Re: Best Pairs (O(n) 15mins/million if ...)
by BrowserUk (Patriarch) on Nov 08, 2003 at 01:50 UTC
|
If the number of discrete values that can appear in your small arrays is less than 32 -- they do not have to be contiguous -- then you can represent each array by a 32-bit number, with each bit representing one of the numbers. This reduces the space required for each million arrays of up to 32 numbers from around 900MB to 4MB.
...101001010010001
|||||
||||+- 1
|||+-- 16
|||+-- 75
||+--- 204
|+---- 205
+----- 206
etc.
This also allows the 528 possible pairs to each be represented by a single, 32-bit number with 2-bits set.
Counting the pairs becomes a process of iterating the 'arrays' and masking them against the pairs, stored as keys in a hash,and incrementing the values.
Finding the top three counts in the resultant hash is easy. This process reduces the problem to O(number of arrays), and on my machine allows them to count the pairs at a rate of a little over 1 second per thousand, or around fifteen minutes/1 million with a storage requirement of 4MB per million + plus startup.
#! perl -slw
use strict;
use List::Util qw[ max ];
use Benchmark::Timer;
my $T = new Benchmark::Timer;
our $ARRAYS ||= 10;
our $K ||= 3;
# Generate all the possible combinations of pairs
# And create a hash with them as the keys.
my %pairs;
for my $n ( 0 .. 19 ){ $pairs{ 1<<$n | 2<<$_ } = 0 for $n .. 19; };
# Generate an 'array' of 1 million 'arrays' with up to 20
# numbers in each.
my $arrays = '';
vec( $arrays, $_, 32 ) = int rand( 1 << 19 ) for 1 .. $ARRAYS;
# Count the pairs
$T->start( 'Count the pairs' );
for my $pair ( keys %pairs ) {
for ( 0 .. $ARRAYS-1 ) {
$pairs{ $pair }++ if ( vec( $arrays, $_, 32 ) & $pair ) == $pa
+ir;
}
}
$T->stop( 'Count the pairs' );
# Find the top K pairs
$T->start( 'Find the top K' );
my @topK = ( keys %pairs )[ 1 .. 3 ];
for my $pair ( keys %pairs ) {
if( $pairs{ $pair } > max( @pairs{ @topK } ) ) {
push @topK, $pair;
shift @topK if @topK > 3;
}
}
$T->stop( 'Find the top K' );
# Display the results
for my $k ( @topK ) {
printf 'Pair [ %d, %d ] ', grep{ $k & (1<<$_) ? $_ : () } 0 .. 19;
printf 'appeared %d times'. $/, $pairs{ $k };
}
$T->report;
print 'Record memory usage';<stdin>;
__END__
P:\test>305470 -ARRAYS=10000 -K=3
Pair [ 12, 14 ] appeared 2521 times
Pair [ 4, 17 ] appeared 2579 times
Pair [ 7, 17 ] appeared 2582 times
1 trial of Count the pairs (10.315s total)

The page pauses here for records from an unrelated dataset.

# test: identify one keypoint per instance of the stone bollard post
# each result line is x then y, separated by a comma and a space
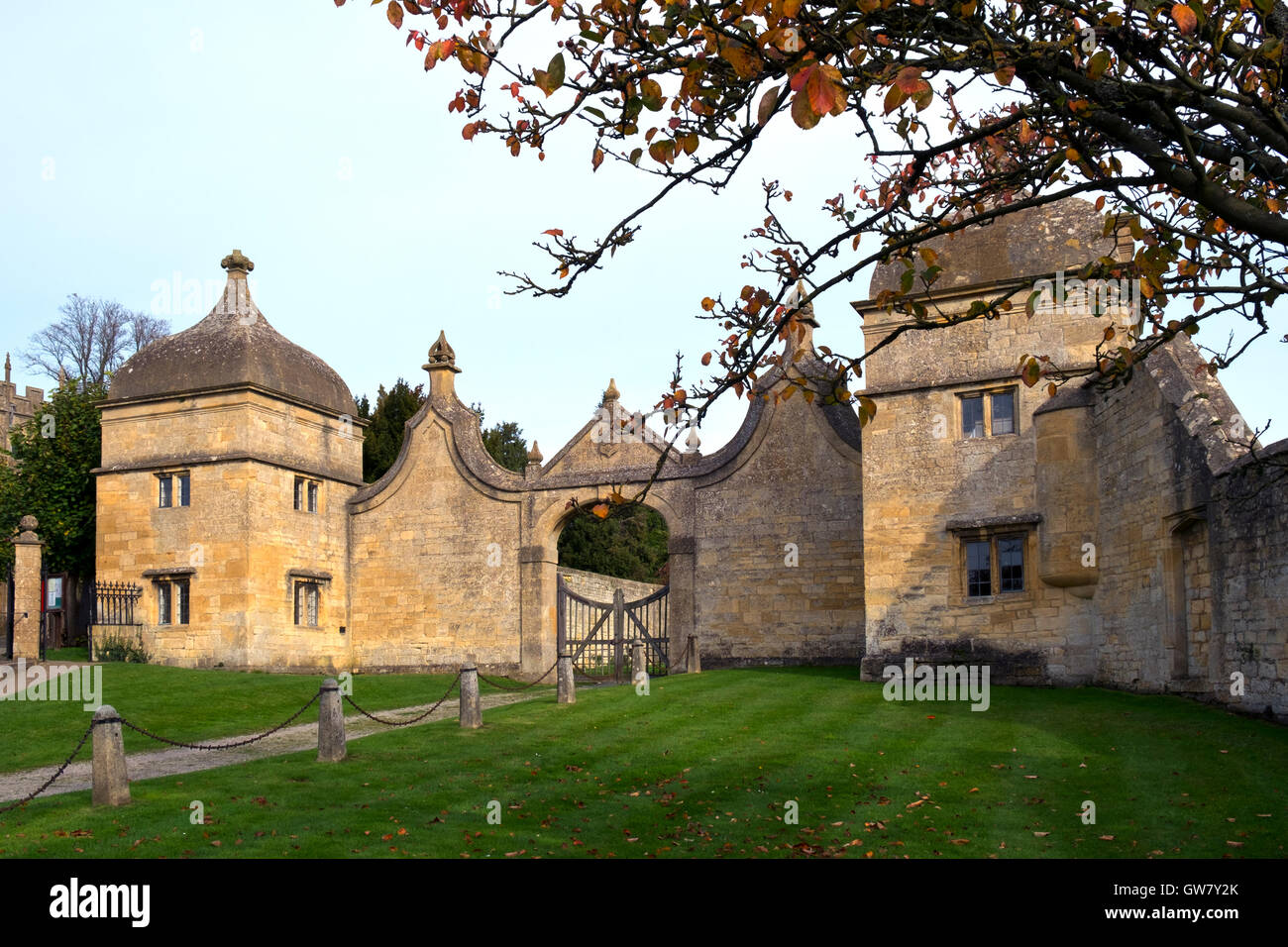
472, 712
694, 659
638, 665
111, 784
567, 689
331, 748
26, 590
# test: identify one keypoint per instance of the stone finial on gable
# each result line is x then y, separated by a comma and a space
441, 355
533, 462
802, 341
237, 262
694, 442
441, 368
236, 298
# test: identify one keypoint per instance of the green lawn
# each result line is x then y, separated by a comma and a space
706, 764
191, 706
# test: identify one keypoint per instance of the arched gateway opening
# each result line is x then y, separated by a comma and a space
612, 590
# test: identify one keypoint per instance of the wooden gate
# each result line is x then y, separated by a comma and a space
599, 635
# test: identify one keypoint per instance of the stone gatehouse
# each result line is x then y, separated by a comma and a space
1117, 538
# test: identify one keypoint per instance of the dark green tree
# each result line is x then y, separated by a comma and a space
503, 442
629, 543
51, 478
384, 434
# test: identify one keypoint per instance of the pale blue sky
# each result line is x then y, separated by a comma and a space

1 trial of Find the top K (10.014ms total)
Record memory usage
2772k
P:\test>305470 -ARRAYS=100000 -K=3
Pair [ 4, 17 ] appeared 25165 times
Pair [ 7, 16 ] appeared 25190 times
Pair [ 7, 11 ] appeared 25348 times
1 trial of Count the pairs (106.954s total)
1 trial of Find the top K (10.015ms total)
Record memory usage
3124k
P:\test>305470 -ARRAYS=200000 -K=3
Pair [ 9, 17 ] appeared 50261 times
Pair [ 7, 13 ] appeared 50356 times
Pair [ 9, 13 ] appeared 50386 times
1 trial of Count the pairs (213.307s total)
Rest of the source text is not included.